Not only the American electoral system but the administrative system as well has once again come in for a great deal of criticism both at home and abroad. Imagine a host of senior officials, not just cabinet members, coming in with a President, often with no experience of government or diplomacy or whatever task is assigned to them, and going out with him, often collecting official papers as if to wipe the slate clean. Also imagine no­vices who happened to get on to the right gravy train at the right time managing not only the affairs of the most powerful country ever in the world but also presiding over the destiny of humankind. No, the problem is not limited to the election of a playboy, or a megalomaniac, or a paranoid, or a self-righteous bungler, or a ham actor to the Presidency; it extends to the way the United States is governed. The system, most experts, Americans as well as Europeans, are convinced, is antiquated if it was ever appropriate to the requirements of a great nation.

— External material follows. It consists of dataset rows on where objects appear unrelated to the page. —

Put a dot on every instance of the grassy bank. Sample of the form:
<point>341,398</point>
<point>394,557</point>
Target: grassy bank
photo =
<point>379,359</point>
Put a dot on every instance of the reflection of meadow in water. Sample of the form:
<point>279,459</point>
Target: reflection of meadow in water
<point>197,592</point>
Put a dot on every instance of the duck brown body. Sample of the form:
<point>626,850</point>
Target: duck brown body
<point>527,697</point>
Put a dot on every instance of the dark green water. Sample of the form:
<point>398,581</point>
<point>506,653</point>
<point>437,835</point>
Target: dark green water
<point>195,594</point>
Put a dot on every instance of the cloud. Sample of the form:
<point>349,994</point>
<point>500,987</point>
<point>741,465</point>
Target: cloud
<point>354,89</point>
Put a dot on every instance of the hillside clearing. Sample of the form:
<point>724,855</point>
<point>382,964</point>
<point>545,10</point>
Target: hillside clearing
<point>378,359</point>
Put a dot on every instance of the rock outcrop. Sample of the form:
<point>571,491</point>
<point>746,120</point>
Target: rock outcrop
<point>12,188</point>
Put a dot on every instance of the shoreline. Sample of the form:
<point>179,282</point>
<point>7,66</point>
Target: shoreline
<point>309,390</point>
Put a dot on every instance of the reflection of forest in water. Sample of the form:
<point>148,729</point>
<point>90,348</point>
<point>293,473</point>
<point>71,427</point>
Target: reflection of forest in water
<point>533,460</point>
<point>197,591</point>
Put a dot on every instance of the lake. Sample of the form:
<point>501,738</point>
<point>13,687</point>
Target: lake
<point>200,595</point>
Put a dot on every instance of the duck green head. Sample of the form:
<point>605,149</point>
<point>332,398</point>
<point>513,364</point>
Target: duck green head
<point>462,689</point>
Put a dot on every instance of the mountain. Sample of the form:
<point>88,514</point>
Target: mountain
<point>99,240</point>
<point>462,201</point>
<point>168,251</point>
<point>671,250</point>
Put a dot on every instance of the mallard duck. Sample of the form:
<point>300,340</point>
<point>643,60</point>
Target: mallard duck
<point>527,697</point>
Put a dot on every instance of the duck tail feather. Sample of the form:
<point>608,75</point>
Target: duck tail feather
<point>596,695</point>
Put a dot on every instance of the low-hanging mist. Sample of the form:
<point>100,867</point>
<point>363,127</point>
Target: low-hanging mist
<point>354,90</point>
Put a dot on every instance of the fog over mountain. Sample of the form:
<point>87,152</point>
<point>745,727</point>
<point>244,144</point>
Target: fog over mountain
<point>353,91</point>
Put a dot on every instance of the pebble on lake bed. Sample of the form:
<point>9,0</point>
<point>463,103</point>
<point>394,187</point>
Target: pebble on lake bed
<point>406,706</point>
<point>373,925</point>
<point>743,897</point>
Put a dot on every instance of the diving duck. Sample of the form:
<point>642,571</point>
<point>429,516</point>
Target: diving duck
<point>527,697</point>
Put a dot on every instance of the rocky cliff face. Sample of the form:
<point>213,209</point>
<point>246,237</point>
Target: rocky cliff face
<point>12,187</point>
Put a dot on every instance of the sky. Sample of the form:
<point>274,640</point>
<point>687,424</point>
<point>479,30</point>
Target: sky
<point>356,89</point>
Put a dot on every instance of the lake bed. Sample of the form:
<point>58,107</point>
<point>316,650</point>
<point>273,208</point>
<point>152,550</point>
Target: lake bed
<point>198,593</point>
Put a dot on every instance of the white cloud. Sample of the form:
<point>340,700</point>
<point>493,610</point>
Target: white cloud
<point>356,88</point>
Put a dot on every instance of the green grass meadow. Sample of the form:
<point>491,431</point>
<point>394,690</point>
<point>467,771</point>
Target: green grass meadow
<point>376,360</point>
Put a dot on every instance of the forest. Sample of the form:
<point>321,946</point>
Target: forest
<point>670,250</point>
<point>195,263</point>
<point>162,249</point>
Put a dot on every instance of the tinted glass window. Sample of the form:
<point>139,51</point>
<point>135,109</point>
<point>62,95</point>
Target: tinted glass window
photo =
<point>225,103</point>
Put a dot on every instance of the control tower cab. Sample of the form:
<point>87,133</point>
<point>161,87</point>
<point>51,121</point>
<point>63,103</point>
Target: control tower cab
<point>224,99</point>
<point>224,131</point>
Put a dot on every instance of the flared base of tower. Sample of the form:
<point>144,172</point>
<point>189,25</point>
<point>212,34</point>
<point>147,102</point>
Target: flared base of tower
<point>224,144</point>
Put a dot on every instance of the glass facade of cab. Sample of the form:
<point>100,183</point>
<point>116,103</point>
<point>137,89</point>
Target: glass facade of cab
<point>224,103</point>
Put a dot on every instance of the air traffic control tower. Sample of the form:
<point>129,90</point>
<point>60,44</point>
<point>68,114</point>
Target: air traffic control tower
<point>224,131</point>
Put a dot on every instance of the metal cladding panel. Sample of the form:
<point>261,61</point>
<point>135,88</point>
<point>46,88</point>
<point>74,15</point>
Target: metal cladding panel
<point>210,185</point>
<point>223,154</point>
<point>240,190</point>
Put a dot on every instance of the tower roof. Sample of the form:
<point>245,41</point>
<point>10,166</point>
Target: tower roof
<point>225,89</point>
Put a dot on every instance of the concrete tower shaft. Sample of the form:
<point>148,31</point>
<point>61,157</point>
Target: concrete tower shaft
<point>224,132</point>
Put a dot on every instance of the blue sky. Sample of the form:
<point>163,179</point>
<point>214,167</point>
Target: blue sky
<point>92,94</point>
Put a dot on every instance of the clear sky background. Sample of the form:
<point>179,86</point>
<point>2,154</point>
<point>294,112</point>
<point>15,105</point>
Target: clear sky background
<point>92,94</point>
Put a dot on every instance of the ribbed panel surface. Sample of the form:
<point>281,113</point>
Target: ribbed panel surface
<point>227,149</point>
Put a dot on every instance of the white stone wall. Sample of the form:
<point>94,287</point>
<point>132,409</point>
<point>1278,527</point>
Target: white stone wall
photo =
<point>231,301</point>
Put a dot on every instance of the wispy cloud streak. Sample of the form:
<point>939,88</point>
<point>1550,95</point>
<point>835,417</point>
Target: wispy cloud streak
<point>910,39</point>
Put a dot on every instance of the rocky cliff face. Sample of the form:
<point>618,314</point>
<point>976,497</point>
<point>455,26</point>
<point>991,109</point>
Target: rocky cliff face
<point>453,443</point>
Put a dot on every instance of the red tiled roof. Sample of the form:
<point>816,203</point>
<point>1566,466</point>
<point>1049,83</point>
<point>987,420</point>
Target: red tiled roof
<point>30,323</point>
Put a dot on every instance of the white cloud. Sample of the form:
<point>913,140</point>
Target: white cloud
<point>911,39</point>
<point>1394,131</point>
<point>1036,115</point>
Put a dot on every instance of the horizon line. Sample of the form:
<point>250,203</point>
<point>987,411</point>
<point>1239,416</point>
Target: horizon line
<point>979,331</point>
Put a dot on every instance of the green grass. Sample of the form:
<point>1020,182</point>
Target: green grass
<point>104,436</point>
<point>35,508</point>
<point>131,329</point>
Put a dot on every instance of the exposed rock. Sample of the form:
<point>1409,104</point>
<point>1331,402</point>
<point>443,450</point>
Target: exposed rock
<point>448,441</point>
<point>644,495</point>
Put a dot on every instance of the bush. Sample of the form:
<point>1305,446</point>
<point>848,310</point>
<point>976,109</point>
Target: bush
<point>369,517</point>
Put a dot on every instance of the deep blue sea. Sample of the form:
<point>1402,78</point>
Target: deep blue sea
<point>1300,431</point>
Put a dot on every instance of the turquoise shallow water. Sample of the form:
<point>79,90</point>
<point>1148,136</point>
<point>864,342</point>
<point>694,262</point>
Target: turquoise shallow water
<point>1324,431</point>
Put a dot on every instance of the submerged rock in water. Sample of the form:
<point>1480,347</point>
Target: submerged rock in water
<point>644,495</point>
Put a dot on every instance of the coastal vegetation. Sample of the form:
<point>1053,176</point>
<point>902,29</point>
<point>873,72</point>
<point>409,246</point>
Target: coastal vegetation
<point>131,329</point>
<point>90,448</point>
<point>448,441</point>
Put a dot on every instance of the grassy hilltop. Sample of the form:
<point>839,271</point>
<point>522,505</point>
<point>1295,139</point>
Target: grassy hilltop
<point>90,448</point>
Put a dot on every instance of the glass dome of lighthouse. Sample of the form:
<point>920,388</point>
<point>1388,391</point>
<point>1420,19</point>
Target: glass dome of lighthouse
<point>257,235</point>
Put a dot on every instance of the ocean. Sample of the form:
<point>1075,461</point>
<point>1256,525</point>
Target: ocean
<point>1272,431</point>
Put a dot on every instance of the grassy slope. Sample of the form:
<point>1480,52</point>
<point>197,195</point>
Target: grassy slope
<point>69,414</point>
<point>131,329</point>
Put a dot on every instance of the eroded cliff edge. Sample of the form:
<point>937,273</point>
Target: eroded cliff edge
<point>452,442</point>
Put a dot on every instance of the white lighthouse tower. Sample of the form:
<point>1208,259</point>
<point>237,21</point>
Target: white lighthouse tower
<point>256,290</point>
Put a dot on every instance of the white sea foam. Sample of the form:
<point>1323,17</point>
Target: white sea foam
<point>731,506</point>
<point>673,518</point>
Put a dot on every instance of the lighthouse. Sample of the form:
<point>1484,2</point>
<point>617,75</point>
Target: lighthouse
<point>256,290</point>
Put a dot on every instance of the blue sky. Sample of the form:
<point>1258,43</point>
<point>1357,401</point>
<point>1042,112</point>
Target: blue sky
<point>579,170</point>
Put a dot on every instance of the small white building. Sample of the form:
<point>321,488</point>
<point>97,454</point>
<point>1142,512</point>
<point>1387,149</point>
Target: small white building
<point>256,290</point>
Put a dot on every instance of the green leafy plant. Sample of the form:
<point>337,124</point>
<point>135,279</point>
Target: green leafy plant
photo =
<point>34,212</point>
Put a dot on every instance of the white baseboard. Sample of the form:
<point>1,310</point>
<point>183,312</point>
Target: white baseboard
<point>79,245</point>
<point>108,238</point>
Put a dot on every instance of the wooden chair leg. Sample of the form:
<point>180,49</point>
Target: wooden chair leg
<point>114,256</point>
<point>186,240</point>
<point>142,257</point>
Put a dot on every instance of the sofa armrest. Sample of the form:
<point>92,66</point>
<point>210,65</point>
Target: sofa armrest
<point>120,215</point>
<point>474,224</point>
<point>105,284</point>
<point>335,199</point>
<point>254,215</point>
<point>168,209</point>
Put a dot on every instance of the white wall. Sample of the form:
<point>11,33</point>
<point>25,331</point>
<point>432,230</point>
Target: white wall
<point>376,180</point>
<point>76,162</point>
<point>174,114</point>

The Americans are stuck with the system. They are welcome to be stuck with it. But America affects us all as no other country. Washington has not succeeded in establishing a Pax Americana in the imperial sense. But a Pax Americana of a different, perhaps subtler, kind does exist. The United States commands the most powerful military machine in the world. Perhaps even more sig­nificantly, on it depends the health or ill-health of other economies, including those of industrial giants such as Japan, West Germany and indeed the Soviet Union. The relationship is not of equality. The West German chancellor, the French president and the British prime minister resent that their countries are being beggared by the flight of capital into the United States on account of its high interest rates. But there is precious little they can do about it.  They can either grin and bear or scowl and bear, but bear they have to.

No, the American Century has not turned out to be as brief as many of us thought in the seventies. It did not end in ignominy – in the jungles of Vietnam – in the late sixties. It continues. The United State has made a spectacular comeback and again it sees itself as the world’s gendarme. President Reagan represents that mood.